As things scaled I needed more control, so I built SpawnSpec, a structured JSON format that still lets the LLM handle creative variation:
{
"_schema": "spawn-spec/v1",
"meta": {
"id": "stormtrooper-disaster-cam",
"name": "@StormtrooperVlog - Disaster Cam",
"category": "Self-Vlog / Sci-Fi",
"description": "8-sec shaky POV clips of a Stormtrooper mid-catastrophe."
},
"stack": {
"provider_slug": "seedance",
"fallback_slug": "veo3",
"dialect_id": "Seedance_v1"
},
"template": {
"prompt": "Real-footage 8-second selfie of a Stormtrooper in <<LOCATION>> while <<DISASTER>>. Frantic body-cam wobble; visor breathing audible. The trooper mutters: \"<<QUIP>>\" Subtitles off.",
"dialogue": "This was not in the training manual!"
},
"publish": {
"default_hashtags": ["#stormtrooper", "#galacticfail"],
"sequence_blueprint": [
{"prompt": "Intro crash", "duration_seconds": 6},
{"prompt": "Chaos ensues"},
{"prompt": "Escape", "duration_seconds": 4}
]
}
}
Those <<PLACEHOLDERS>> (double-curly in the real specs, angle brackets here for the parser) aren't pulling from predefined lists. The LLM invents fresh values every run, so one SpawnSpec can generate hundreds of unique videos without repeating. Here's what the generation task looks like:
@shared_task(queue='light')
def generate_from_spawn_spec(account_id, spec_id):
spec = SpawnSpec.objects.get(id=spec_id)
dialect = load_prompt_dialect(spec.stack['dialect_id'])
system_prompt = f"""
You are SlopTok-Gen.
Parse template.prompt and replace <<PLACEHOLDERS>> with fresh values.

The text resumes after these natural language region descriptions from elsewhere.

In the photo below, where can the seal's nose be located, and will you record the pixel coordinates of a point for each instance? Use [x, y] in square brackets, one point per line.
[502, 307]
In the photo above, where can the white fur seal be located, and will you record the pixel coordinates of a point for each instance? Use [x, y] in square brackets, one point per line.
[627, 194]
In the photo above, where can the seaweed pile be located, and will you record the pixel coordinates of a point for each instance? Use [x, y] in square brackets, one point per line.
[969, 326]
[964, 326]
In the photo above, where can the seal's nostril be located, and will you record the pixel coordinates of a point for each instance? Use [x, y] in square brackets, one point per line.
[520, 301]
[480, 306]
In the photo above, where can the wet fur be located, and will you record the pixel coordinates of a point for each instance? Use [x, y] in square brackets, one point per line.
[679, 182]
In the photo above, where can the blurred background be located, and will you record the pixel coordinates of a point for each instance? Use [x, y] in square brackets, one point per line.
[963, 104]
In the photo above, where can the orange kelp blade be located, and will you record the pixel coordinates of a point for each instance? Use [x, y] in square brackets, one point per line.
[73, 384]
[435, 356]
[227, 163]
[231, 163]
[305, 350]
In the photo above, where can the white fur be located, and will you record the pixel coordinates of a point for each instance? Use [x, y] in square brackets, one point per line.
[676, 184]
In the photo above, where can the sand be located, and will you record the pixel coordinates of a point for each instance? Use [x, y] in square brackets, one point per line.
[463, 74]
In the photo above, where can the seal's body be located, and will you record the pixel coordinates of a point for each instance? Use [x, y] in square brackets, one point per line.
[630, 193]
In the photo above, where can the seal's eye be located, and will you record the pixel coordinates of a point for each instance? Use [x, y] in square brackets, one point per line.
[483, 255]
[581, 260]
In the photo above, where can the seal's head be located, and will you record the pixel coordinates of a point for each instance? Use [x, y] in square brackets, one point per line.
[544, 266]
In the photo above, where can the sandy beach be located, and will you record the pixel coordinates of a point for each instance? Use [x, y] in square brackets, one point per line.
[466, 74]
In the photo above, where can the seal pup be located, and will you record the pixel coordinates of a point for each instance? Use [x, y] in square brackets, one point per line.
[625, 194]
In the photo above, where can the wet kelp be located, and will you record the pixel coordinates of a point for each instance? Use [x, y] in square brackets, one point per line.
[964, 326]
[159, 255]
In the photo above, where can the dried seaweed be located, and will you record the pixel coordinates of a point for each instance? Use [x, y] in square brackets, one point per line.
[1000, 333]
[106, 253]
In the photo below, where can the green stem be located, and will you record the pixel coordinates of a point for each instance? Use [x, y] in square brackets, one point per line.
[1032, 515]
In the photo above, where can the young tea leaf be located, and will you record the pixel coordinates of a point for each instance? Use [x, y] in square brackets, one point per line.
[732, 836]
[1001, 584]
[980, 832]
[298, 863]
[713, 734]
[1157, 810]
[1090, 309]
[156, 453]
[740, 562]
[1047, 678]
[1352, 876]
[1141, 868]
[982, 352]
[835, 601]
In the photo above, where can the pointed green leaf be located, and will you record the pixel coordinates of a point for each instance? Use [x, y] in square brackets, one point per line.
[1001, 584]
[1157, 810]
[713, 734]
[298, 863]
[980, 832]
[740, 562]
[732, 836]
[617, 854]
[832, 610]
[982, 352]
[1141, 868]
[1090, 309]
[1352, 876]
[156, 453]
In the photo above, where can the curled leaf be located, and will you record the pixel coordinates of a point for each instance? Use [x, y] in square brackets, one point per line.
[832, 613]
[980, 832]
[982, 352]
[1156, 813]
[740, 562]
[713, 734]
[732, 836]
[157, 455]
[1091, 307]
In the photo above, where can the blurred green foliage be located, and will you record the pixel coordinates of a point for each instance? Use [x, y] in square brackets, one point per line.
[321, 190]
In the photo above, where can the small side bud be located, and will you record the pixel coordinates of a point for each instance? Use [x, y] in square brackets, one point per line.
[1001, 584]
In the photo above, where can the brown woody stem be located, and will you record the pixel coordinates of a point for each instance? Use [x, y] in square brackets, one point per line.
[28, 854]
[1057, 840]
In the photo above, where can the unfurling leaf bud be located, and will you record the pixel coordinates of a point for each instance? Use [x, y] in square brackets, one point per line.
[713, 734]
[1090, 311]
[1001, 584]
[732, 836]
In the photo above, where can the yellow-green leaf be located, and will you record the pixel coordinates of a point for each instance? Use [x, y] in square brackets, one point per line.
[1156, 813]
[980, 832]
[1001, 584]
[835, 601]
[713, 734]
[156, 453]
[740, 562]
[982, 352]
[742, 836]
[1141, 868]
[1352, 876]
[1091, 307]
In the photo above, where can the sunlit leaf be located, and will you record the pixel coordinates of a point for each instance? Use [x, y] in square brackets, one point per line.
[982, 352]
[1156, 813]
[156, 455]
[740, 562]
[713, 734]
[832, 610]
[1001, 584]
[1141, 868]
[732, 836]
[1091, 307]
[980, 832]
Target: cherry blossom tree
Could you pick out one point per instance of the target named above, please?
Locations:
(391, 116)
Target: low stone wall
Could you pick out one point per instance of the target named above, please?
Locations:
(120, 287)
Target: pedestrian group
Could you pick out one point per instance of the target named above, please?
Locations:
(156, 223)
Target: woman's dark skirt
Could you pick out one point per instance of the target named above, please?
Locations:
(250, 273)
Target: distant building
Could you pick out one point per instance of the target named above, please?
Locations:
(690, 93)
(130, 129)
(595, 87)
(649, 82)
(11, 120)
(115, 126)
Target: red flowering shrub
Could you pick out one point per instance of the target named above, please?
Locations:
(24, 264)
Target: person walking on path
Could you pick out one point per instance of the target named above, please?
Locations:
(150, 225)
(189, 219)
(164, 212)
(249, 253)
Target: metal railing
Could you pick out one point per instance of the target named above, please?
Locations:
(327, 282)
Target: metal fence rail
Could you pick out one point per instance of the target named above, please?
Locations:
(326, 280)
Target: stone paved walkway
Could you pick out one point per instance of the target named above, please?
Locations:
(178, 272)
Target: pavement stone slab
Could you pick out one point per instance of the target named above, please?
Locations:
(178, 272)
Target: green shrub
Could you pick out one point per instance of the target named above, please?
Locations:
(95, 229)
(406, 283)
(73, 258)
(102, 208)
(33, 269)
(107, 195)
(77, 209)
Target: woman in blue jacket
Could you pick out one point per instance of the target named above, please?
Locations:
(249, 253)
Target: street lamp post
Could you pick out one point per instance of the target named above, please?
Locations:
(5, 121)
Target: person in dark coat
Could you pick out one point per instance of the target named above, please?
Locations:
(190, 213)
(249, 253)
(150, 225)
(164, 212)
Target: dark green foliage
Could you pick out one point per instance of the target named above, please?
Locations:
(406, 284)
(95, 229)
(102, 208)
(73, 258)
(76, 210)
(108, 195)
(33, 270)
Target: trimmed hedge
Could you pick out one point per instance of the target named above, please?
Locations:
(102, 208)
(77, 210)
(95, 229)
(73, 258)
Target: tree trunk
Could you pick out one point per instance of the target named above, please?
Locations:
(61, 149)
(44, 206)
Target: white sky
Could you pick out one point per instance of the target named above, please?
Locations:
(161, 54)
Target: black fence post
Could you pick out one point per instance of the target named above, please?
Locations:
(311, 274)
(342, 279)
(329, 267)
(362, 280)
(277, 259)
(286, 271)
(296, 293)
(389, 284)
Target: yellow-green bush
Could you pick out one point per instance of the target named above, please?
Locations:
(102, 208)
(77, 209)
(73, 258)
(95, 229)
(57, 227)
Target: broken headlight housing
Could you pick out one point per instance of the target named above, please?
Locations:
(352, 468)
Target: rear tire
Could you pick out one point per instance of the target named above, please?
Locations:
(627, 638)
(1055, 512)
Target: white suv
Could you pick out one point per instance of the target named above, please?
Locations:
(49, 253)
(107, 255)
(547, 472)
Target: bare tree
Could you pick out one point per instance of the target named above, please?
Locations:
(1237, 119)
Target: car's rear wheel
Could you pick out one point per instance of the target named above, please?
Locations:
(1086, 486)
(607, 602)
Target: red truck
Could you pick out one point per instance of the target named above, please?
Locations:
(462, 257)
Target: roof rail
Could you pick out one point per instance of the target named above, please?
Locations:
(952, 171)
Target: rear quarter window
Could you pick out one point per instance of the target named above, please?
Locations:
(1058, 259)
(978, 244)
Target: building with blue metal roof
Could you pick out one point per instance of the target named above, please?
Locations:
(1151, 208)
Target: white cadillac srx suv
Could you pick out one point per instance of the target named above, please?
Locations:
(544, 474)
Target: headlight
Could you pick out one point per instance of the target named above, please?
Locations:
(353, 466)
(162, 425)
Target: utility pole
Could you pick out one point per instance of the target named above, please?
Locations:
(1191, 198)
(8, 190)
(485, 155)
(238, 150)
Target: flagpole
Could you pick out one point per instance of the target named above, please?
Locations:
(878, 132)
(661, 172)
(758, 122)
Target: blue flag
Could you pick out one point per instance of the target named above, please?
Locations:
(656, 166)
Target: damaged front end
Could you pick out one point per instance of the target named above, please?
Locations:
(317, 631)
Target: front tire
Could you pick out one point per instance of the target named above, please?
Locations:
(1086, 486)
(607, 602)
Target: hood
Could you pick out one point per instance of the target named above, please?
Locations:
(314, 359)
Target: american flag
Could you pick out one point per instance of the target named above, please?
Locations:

Follow the PromptDialect constraints: {json.dumps(dialect)}
Return ONLY the final prompt string.
"""
response = gemini.generate(
system=system_prompt,
user=json.dumps(spec.spec_json),
temperature=0.9
)
return submit_to_provider.apply_async(
args=[account_id, response.prompt],
queue=f'heavy:{spec.stack["provider_slug"]}'
)
Numbers
- ~9,000 videos generated, fully automated
- 50–200 concurrent SlopBots at peak
- iOS (React Native/Expo) + web (Next.js)
- <100ms p50 API response, <300ms p95
- 30–90 seconds per video depending on model
- ~100,000 lines of code across two repos, all written by LLMs
- Vector search via CLIP embeddings + pgvector for content similarity
Cost-wise: Gemini API calls were basically free (<$0.001/video), Fal rendering was $0.02–0.05/video, infrastructure was a flat ~$200/month. S3/CloudFront was the real cost at scale.
Weird Things That Happened
Left fully autonomous, the bots gradually converged toward similar aesthetics, a kind of mean-reversion AI video look. I had to add diversity penalties in the recommendation engine, style drift detection, and periodic chaos themes to break patterns.
Then Sora 2 Dropped
OpenAI released Sora 2 and overnight the whole generative video landscape changed. What my pipeline did in 30–90 seconds with multiple providers, Sora could do faster with better quality.
But the part of SlopTok that was actually interesting, the bots with personalities, the embrace of synthetic aesthetics, none of that was about video quality. Sora can make better videos, but it doesn't make SlopBots.
What I'd Do Differently
- Start with managed services. Months spent on ComfyUI infrastructure that got thrown away
- Build mobile-first. Desktop was an afterthought
- Set up observability earlier. Debugging distributed generation jobs without tracing was rough
- Simpler database schema. Over-normalized early, paid for it with complex joins
The platform generated ~9,000 videos, proved that you can build a real product without touching code, and got steamrolled by Sora 2 right as things were getting interesting. The timing was either terrible or perfect depending on how you look at it. Either way, worth it.